Last month, for the fourth time in my life, I travelled from our corner of West London to Southampton for a family funeral. The service took place in the same cemetery chapel as each of the other three. The four departed members of that side of my family are buried close together, a husband and wife in one plot, a son and a grandson in the other. Each funeral has taken place in a different decade: the 1980s, 1990s, 2000s and now the 2010s. The following 1500 words reflect on these visits to the south coast.

Last month I travelled down the M3 to Southampton with my sister and a cousin from Ireland, the three of us representing the nine cousins on this side of the family. We discussed how often each of us had made the trip. It was an easy calculation for my cousin: just the once, for the most recent funeral in 2007. My sister had been 10 times or so. Sat in the back of the car all the way there and back (by choice) I reflected on the 20 times or more that I have visited that part of Hampshire.

My first trip was for the first of these family funerals, in the 1980s. A cousin had died in his early 30s. He had been living an alternative lifestyle, in some kind of commune I think (we never got the full story). He had an asthma attack and died. I was away at university and got a message via the Porters Lodge to call home. My mum told me the news. The next morning I was on an early coach down to Victoria in plenty of time to get home and travel to Southampton with my mum and brother. It was a bright sunny day in May.

My wardrobe (I use the term very loosely) contained almost no items of clothing suitable for a funeral. I did at least have one pair of trousers that weren’t jeans (wool, a shade of blue slightly lighter than navy) and a black crew-neck jumper. The jumper had holes in both elbows but I figured I could roll up the sleeves for the day. It didn’t come to that. I borrowed a dark blue jacket of my brother’s. A year earlier he and I had been sharing the same pair of smart black shoes. We planned in advance who might need them next, him in London or me in Cambridge. That was no longer the case. Now we each had a pair of black leather shoes, although my footwear of choice for most of that year was suede, burgundy, with pointy toes, and laces at the side. I borrowed one of my brother’s shirts and my dad’s black tie. I still had a couple of old white shirts from school but they were frayed around the collar and best described as off-white. They wouldn’t do, and nor would the frilly white shirt that my brother and I shared, along with some ex-hire black-tie gear from Moss Bros. Between us we attended four black-tie events over the course of 18 months (3-1 to me) but the shiny dinner jacket and fancy black trousers would have stood out at a funeral even more than a black jumper with holes in both elbows.
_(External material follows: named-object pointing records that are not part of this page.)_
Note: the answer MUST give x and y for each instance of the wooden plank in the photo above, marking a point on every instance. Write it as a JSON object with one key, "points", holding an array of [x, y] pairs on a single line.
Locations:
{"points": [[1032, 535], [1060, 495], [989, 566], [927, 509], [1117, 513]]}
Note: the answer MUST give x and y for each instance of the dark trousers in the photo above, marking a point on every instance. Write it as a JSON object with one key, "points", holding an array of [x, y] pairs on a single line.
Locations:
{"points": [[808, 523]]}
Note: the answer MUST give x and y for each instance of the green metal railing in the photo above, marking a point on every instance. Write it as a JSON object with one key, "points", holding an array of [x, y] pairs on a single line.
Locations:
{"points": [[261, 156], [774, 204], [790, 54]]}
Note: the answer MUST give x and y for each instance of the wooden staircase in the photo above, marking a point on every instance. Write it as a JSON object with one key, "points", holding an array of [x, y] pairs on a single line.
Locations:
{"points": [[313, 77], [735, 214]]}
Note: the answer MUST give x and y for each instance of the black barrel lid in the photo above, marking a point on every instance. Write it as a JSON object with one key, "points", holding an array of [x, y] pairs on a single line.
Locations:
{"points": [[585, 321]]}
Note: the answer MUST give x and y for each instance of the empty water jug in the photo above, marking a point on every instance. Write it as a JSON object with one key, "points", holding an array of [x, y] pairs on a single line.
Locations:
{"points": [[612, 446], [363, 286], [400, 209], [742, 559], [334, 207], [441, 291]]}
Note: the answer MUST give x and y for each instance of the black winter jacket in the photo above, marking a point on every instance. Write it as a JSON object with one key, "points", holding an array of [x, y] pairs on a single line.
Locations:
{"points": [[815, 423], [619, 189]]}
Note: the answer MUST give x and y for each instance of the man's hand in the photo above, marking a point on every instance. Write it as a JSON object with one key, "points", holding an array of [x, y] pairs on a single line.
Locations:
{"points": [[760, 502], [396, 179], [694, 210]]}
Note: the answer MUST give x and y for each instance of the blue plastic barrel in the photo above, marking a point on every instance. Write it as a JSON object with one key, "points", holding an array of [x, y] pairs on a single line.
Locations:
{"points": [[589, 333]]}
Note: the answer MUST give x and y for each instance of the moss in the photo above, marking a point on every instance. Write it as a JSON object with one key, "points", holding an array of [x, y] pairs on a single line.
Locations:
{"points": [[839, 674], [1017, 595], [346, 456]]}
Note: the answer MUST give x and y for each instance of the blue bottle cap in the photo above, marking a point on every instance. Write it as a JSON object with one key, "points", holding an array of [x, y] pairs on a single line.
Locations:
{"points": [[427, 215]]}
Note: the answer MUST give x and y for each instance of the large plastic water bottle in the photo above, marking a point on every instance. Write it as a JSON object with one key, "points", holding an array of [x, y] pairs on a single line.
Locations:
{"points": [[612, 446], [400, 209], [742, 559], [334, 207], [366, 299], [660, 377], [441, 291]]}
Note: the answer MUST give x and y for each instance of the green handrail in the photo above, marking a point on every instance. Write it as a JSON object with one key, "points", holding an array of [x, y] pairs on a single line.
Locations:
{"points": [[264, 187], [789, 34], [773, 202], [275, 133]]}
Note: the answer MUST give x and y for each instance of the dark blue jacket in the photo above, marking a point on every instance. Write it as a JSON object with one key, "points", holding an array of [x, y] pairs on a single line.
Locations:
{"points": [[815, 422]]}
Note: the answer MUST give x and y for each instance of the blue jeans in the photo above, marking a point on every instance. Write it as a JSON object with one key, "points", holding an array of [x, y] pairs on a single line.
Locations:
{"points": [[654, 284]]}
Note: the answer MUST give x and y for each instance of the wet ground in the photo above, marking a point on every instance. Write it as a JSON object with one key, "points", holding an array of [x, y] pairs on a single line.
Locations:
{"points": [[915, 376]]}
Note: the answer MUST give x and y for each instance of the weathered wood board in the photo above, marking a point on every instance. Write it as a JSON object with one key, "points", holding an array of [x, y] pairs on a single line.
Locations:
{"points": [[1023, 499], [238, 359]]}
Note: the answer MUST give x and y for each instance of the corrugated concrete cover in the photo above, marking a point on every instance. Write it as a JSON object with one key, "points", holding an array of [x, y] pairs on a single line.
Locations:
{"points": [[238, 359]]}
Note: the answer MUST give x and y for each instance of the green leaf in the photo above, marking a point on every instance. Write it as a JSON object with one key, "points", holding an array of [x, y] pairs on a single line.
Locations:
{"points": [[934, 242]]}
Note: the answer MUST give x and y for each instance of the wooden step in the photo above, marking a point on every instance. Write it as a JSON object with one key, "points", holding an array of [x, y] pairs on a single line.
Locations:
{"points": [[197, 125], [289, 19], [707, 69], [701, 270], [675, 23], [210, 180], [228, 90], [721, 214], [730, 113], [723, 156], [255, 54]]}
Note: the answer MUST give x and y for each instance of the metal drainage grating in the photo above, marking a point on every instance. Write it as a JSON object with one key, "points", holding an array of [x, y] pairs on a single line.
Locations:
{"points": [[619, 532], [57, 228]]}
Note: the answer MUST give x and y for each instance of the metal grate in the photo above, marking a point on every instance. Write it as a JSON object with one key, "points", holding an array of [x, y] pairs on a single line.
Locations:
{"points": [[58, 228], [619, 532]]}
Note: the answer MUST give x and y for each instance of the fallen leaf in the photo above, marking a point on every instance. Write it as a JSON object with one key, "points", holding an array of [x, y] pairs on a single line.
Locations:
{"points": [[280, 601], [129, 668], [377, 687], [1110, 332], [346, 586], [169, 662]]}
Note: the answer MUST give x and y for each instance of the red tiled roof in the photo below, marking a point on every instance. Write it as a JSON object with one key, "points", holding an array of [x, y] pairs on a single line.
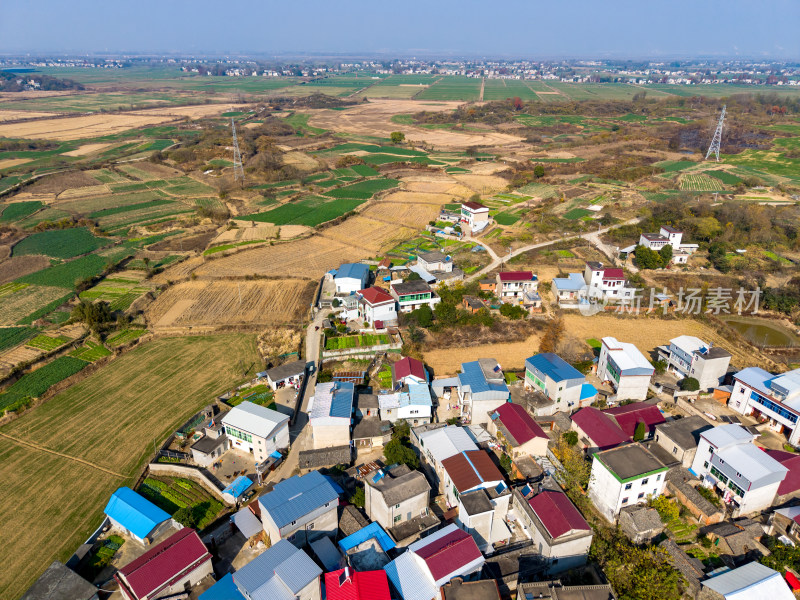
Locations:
{"points": [[516, 276], [600, 428], [449, 553], [164, 564], [361, 585], [613, 274], [519, 423], [409, 366], [471, 468], [375, 295], [791, 461], [557, 513], [628, 416]]}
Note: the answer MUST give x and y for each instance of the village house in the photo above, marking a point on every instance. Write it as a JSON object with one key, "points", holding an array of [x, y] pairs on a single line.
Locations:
{"points": [[559, 381], [429, 563], [412, 403], [624, 476], [680, 437], [623, 366], [256, 429], [330, 413], [689, 356], [136, 517], [516, 430], [172, 567], [772, 399], [411, 295], [481, 389], [474, 214], [376, 306], [558, 531], [395, 496], [281, 572], [350, 277], [300, 509], [437, 444], [467, 471], [746, 475]]}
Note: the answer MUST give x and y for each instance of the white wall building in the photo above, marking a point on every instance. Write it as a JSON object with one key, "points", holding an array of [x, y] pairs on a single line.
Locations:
{"points": [[622, 365]]}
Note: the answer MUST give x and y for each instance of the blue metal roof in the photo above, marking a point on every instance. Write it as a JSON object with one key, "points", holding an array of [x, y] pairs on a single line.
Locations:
{"points": [[238, 486], [134, 512], [553, 366], [354, 270], [224, 589], [373, 530], [297, 496]]}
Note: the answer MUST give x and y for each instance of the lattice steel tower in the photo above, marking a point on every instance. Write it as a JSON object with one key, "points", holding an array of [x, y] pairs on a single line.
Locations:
{"points": [[717, 139], [238, 170]]}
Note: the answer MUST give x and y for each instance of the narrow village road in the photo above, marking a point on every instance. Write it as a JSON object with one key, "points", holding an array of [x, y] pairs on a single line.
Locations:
{"points": [[593, 237]]}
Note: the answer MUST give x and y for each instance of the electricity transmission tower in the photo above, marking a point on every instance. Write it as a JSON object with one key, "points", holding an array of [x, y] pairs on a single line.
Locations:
{"points": [[238, 170], [717, 139]]}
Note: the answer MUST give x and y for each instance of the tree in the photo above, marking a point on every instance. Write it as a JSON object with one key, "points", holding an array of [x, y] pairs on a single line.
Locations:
{"points": [[689, 384]]}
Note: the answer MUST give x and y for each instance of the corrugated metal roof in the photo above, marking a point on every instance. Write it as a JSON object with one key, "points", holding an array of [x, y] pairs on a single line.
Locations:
{"points": [[297, 496], [255, 419], [292, 566], [134, 513]]}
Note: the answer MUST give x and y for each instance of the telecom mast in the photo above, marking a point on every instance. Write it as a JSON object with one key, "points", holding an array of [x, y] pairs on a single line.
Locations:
{"points": [[238, 170], [717, 139]]}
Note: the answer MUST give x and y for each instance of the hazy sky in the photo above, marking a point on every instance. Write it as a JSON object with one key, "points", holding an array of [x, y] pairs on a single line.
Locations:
{"points": [[528, 28]]}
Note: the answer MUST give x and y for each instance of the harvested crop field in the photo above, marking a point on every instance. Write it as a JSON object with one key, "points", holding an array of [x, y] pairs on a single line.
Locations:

We arrived at my Uncle Jimmy’s house just before noon. It was his son, Shaun, who had died. Jimmy poured whiskey for my brother and me, and my mum had a cup of tea. He was the younger of my mum’s two brothers, five years older than her. He was taking care of his grandson, Matthew, aged 10 at the time. Matthew wanted to do exactly what I wanted to do at his age: play football. Before we drove to the cemetery my brother and I had a kickabout with him out in the street. Our smart black shoes were a little less smart by the end of that day.
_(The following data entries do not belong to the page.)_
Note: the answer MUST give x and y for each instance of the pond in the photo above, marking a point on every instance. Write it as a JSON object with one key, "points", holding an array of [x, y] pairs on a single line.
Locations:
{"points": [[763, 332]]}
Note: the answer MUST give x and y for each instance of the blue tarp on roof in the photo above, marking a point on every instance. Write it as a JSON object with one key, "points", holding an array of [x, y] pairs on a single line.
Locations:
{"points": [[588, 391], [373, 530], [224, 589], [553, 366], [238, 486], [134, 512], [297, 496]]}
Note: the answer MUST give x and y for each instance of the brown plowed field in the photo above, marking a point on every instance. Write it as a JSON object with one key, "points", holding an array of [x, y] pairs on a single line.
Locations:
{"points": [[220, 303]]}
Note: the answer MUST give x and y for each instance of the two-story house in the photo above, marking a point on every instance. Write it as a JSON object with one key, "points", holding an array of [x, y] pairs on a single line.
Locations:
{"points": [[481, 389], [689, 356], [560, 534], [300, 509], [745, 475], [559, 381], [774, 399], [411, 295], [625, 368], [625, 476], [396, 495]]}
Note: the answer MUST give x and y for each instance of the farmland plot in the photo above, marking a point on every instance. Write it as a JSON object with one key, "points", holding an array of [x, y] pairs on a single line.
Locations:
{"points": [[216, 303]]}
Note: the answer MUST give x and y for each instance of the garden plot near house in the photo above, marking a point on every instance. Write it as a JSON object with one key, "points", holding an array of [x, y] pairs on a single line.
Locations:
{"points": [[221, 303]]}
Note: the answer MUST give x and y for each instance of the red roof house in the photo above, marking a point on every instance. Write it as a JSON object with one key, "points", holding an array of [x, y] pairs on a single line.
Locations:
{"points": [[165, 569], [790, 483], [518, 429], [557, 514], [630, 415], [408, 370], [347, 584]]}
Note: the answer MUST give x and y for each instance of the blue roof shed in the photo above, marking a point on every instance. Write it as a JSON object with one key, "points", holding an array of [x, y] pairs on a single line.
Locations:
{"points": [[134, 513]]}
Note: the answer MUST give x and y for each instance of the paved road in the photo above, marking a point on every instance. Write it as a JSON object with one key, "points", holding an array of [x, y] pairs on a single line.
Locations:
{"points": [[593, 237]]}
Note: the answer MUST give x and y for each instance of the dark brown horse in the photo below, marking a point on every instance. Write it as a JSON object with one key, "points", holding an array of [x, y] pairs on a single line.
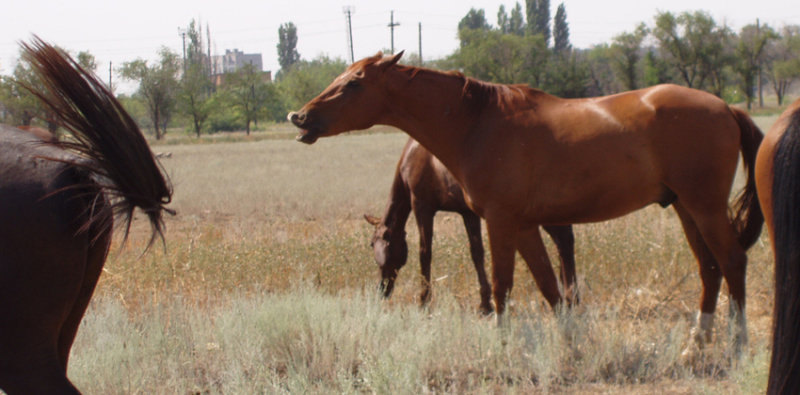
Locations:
{"points": [[423, 185], [57, 204], [525, 158], [778, 182]]}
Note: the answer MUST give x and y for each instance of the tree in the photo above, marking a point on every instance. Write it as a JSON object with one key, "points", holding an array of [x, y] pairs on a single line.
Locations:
{"points": [[22, 105], [158, 85], [656, 70], [87, 61], [626, 49], [538, 12], [306, 80], [503, 21], [695, 46], [287, 46], [517, 21], [750, 51], [514, 24], [783, 61], [561, 30], [601, 76], [504, 58], [567, 75], [474, 20], [247, 92]]}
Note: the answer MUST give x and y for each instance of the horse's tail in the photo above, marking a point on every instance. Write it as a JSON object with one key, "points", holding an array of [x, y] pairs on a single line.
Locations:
{"points": [[783, 376], [104, 133], [748, 218]]}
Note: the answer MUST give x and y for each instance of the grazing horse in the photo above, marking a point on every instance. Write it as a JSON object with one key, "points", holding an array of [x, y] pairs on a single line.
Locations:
{"points": [[57, 205], [525, 158], [423, 185], [778, 182]]}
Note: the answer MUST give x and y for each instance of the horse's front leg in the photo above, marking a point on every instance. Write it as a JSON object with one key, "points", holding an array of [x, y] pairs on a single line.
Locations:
{"points": [[502, 244], [531, 247], [564, 239], [472, 223], [424, 219]]}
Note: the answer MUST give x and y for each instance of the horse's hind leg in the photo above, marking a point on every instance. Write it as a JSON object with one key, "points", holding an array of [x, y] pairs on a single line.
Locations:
{"points": [[424, 218], [721, 239], [472, 223], [710, 275]]}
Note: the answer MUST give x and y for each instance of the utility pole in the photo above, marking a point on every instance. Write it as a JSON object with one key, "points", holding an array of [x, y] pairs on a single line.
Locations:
{"points": [[391, 25], [420, 43], [182, 33], [758, 73], [348, 11]]}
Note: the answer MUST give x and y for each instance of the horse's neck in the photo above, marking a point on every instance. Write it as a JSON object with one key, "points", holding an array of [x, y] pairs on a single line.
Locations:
{"points": [[399, 207], [430, 106]]}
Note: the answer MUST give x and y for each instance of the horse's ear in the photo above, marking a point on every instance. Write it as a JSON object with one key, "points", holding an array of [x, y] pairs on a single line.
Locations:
{"points": [[385, 64], [374, 221]]}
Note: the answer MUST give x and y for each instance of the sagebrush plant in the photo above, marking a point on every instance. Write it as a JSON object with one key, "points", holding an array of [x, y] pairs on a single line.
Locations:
{"points": [[267, 285]]}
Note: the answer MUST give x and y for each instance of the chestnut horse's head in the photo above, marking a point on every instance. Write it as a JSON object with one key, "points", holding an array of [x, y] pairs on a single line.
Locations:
{"points": [[353, 101], [391, 252]]}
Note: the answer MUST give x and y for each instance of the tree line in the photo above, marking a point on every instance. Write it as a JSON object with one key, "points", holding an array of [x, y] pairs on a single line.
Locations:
{"points": [[525, 45]]}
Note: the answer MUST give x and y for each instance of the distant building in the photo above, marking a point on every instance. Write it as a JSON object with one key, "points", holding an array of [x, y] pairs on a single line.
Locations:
{"points": [[235, 59]]}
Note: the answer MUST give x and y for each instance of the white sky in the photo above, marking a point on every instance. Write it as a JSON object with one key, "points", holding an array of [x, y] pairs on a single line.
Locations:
{"points": [[116, 31]]}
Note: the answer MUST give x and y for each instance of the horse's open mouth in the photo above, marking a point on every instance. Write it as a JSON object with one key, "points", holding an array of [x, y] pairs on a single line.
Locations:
{"points": [[307, 136]]}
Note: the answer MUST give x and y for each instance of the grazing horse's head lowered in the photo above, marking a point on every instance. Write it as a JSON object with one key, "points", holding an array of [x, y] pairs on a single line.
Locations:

The second funeral, in 1991, was for young Matthew himself, killed on a motorbike aged 17. It was a cold, wet, miserable February day. We’d had snow that weekend. Our local roads were all iced over but the M3 had been well gritted. I did the driving, in my mum’s Renault 5, with her and her other brother as the passengers. He had flown over from Dublin the day before. He slept in my brother’s old bed, in the room that my brother and I had shared throughout our childhood, and until my brother went to live in Spain. I have never heard anyone snore so loud. The following morning my uncle summarized the effect on his wife: “She’s a martyr to my snoring”.

I no longer had to scrabble around trying to find appropriate clothing for a funeral. I now had a choice of suits, white shirts, black shoes, and a black tie of my own. My dark blue work coat was suitably sombre. That coat still fits me, just about, and has held up remarkably well. I wear it rarely these days. The shoes have been replaced many times over. The suits and shirts have also been replaced many times over, but in larger sizes.
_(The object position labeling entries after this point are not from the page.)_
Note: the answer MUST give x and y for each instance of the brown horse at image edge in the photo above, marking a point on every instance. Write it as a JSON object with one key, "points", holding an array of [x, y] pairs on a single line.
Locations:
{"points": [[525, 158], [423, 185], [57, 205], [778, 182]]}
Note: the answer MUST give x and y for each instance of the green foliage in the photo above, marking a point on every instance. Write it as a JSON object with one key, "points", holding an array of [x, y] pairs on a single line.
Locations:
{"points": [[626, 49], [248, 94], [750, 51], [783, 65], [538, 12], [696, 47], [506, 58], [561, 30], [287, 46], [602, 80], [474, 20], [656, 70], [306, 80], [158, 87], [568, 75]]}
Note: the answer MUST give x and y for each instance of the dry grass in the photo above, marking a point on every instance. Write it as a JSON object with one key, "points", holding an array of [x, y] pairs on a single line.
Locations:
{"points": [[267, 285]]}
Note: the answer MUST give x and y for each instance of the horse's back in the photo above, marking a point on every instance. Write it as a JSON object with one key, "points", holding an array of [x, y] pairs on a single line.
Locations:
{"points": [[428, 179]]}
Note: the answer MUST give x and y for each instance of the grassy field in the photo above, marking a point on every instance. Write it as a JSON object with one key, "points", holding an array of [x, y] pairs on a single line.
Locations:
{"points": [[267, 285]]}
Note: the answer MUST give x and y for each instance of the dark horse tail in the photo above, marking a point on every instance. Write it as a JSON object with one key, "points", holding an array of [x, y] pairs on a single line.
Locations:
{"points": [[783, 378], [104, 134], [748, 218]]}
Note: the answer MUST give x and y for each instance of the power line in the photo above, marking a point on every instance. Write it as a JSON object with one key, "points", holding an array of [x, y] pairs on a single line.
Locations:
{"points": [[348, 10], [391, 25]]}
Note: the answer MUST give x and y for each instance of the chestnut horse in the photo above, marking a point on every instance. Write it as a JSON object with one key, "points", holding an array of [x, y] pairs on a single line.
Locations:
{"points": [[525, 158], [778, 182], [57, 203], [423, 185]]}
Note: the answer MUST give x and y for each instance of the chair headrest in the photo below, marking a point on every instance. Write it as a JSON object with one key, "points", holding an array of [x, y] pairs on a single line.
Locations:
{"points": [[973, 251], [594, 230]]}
The windscreen wiper fluid in the Renault 5 had frozen. I brought a couple of 2-litre bottles filled with soapy water for the journey, and had to stop twice to rinse the windscreen before we got to Uncle Jimmy’s. All that grit on the roads. There was no football in the street this time, for obvious reasons. There was no heating in the chapel. It felt as cold inside as outside, but at least there was shelter from the sleet. Matthew was buried in the same plot as his first cousin once removed.

Between 1991 and 2006 I travelled to and from Southampton at least a dozen times, alone and with many different sets of passengers: my uncle from Dublin, my mum, my brother and his children on a visit from Spain. In 2002, between Christmas and New Year, seven of us travelled down for the day and a dozen of us sat down to a meal at the local pub, The Woodman,. There were trips to the football (Leeds at the Dell, twice, with a mate from Leeds, and Arsenal at St Mary’s Stadium with my wife), each preceded by a visit to my uncle and a big old feed. The phrase “We’ll just pop in for a cup of tea” was never taken literally.

My last visit to see my uncle, in the summer of 2006, was the only time I went by train. I wanted to have a few beers with him, talk about old times, hear about his and my mum’s childhood in Dublin. The TV was on for part of the time. We had a lengthy discussion about “Deal or no Deal”. I scribbled dozens of pages of notes in a pad on the train home, everything I could remember about our conversation while it was fresh in my mind. That notepad is in a storage box somewhere, but I wouldn’t attempt to decipher my handwriting now. I was disciplined enough to type up all of my notes when I returned home, and the Word document that contains them has been backed up and transferred to every computer I have used in the last 12 years. I read through it again a few weeks ago. No Version Control issues here.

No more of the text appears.